When she judged them safely isolated, she fired again and earned kill number two. A short time later, number three proved just as easy.
Pilar continued her walk. Topping the hill, she stopped and gazed down at her target. “What a pretty house.”
Now emotion flowed.
Feel the power.
Feel the hate.
Crave the kill.
***
“You need to listen to this, brother,” Luke Callahan said when Matt answered the phone on his way out of the florist shop. “I have a bad feeling about it. She escaped.”
His arms full of roses and his thoughts on his Torie troubles, Matt was slow on the uptake. “Who escaped what?”
“Pilar de Romo. She disappeared from the asylum three months ago, but no one reported it because, frankly, they’re afraid of Alejandro.”
The wife. Hmm. Timing would work. She would have had to have access to some resources. Matt carefully stored the roses on the floorboard of his truck, then said, “The incidents haven’t had a feminine feel to them, but at this point we can’t eliminate anyone. I’ll make some calls, see what I can find out about her or where she might be. Good job, Luke. Thank you.”
“Glad to be of help. So, any sign of trouble around there?”
Matt let out a scornful laugh. Where to start? “From someone other than Branch, you mean? No. We had a little excitement this morning when Helen Bradshaw’s secret husband showed up, but that’s it so far.”
“Sounds like there’s a story there, but my plane is about to board. See you tonight.”
Matt made a quick call to Mark, asking him to pass word to the men standing guard to be wary of women in addition to men. “They should be doing that already,” Mark replied.
“I know.” Matt waved to an acquaintance entering the florist’s, then added, “Still, every potential suspect we’ve given them is a man. A reminder to watch everyone won’t hurt.”
“I’m on it. Anything else?”
“Yeah.” Matt started his truck and pulled out onto the road. He heard yapping sounds through the phone. Paco, probably. Little rat dog had taken a real shine to Mark. “How’s Torie?”
“You might want to don your body armor before you come into the house,” Mark replied.
Matt heard the familiar squeak of the kitchen screen door and made a mental note to shoot it with WD40 when he got home. “I’m eight minutes away. How about you provide me cover when I get there?”
Rather than answer, his brother made a sound. A pain-filled grunt. The screen door slammed shut like a gunshot. “Mark?” Matt demanded. “Mark!”
Nothing.
Matt stomped on the gas pedal. “Mark!”
He heard a scream. Torie? Helen?
Then a laugh that turned his blood ice cold.
Chapter Eighteen
Excitement hummed in Pilar’s blood as she watched Mark Callahan fall. Though it had taken two shots, it was much more fun than the others because she’d owed him. He was the man who’d triggered the surprise she’d left for Torie Bradshaw in LA.
She walked through the kitchen door he’d opened to let out the dog, who now stood beside the prone body barking noisily. She took aim at the dog, but the scream diverted her attention. Torie Bradshaw screamed and rushed to the man’s side, sliding down on her knees crying, “Mark.”
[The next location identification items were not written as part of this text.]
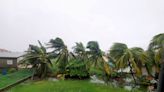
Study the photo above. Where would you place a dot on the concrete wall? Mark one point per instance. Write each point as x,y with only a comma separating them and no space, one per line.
8,63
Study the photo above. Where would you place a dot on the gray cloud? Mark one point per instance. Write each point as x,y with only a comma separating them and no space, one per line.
133,22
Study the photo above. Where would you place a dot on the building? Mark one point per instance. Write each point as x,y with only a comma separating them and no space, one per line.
10,59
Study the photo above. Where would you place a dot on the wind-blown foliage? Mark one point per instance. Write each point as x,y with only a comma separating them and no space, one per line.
96,57
38,57
157,47
128,57
60,52
78,65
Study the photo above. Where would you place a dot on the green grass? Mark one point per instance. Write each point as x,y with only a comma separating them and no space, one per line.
11,78
64,86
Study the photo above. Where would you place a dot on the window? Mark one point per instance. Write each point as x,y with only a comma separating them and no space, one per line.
9,62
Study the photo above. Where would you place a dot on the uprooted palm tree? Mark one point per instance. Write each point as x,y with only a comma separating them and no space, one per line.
38,57
128,57
157,46
96,57
78,65
60,52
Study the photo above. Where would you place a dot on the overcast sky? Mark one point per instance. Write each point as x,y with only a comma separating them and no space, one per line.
134,22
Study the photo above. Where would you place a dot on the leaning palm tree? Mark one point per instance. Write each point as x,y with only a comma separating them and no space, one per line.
38,57
60,52
81,54
96,57
128,57
78,64
157,46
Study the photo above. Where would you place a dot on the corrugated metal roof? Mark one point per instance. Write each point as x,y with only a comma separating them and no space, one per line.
11,54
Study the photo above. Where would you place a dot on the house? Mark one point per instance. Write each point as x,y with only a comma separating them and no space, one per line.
10,59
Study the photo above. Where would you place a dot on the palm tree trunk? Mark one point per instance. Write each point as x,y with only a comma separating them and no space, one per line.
161,79
132,73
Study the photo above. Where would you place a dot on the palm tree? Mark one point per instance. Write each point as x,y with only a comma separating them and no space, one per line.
60,52
128,57
81,54
96,57
78,64
157,46
38,57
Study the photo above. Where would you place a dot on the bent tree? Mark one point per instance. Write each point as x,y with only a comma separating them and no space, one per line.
38,57
133,58
157,46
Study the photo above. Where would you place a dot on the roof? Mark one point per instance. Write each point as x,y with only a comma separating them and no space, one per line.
11,54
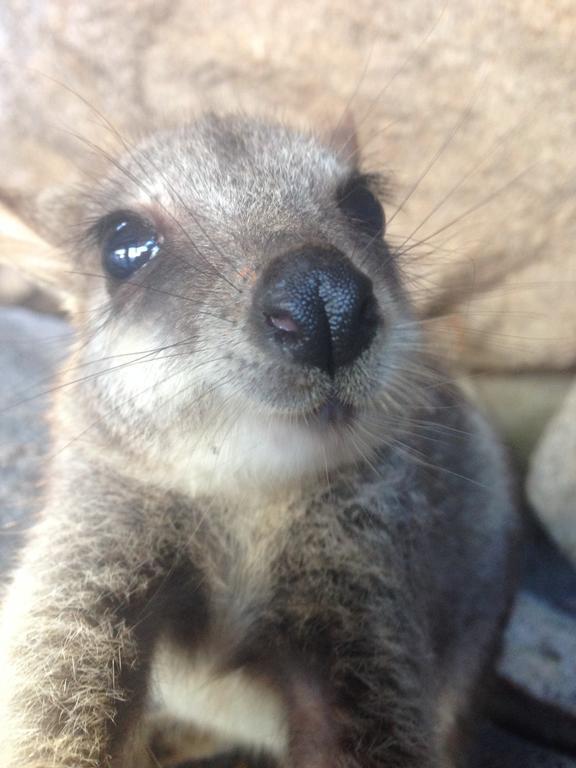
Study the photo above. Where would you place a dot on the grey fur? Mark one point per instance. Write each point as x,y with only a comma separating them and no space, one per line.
362,572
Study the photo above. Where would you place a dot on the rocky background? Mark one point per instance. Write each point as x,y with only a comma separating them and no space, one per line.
470,109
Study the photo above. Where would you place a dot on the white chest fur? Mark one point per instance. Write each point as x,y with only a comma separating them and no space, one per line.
238,709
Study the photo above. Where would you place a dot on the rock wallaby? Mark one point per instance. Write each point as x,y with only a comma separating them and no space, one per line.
271,520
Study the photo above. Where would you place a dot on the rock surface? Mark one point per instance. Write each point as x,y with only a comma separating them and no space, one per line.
31,345
469,107
552,479
540,644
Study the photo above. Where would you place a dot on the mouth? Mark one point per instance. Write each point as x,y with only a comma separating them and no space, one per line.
333,412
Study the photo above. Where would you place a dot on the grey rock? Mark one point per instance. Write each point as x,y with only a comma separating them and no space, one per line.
552,478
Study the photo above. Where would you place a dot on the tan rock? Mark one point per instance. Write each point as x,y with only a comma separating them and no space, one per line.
470,106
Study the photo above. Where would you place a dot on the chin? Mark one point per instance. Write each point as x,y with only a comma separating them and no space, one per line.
268,452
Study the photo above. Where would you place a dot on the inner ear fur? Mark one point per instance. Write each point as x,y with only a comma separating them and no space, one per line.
27,245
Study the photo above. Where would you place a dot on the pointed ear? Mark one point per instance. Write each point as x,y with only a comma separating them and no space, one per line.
25,245
343,138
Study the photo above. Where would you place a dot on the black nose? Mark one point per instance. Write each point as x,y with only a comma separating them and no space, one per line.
316,307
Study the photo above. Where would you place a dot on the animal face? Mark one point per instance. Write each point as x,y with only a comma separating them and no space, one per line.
241,316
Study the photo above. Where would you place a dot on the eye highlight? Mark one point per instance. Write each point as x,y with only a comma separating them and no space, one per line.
357,201
127,242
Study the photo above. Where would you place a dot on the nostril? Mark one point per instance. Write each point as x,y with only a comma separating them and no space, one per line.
283,322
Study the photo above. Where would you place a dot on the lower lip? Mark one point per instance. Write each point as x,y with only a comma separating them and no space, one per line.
334,413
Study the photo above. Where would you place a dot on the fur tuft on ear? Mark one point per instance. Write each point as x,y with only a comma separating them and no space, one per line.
27,249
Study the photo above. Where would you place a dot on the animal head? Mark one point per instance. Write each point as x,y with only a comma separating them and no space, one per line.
241,319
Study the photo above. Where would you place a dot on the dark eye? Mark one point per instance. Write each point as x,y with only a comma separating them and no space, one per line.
362,207
127,242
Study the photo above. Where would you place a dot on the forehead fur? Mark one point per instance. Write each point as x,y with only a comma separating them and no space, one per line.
224,165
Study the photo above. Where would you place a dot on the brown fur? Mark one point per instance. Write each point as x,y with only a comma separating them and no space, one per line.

“Back away from him,” Pilar said, using a two-handed grip to keep the gun pointed toward the woman. “Slide the phone over to me. His gun, too. Take it from its holster very carefully.”
The blonde hesitated, but when Pilar shifted her finger back onto the trigger, she did as instructed. “Who are you?”
“You don’t recognize me?” Pilar stooped, picked up the phone, and flipped it shut. “After all those photographs you took? Why, I’m hurt, Victoria.”
“I’m not—” She broke off abruptly. “What do you want?”
Exhilaration filled Pilar and she giggled. “Why, to make you pay, of course. You cost me everything. So, tell me, did you enjoy my little gifts? I’m quite the photographer myself, don’t you agree? Do you know that you snore when you sleep?”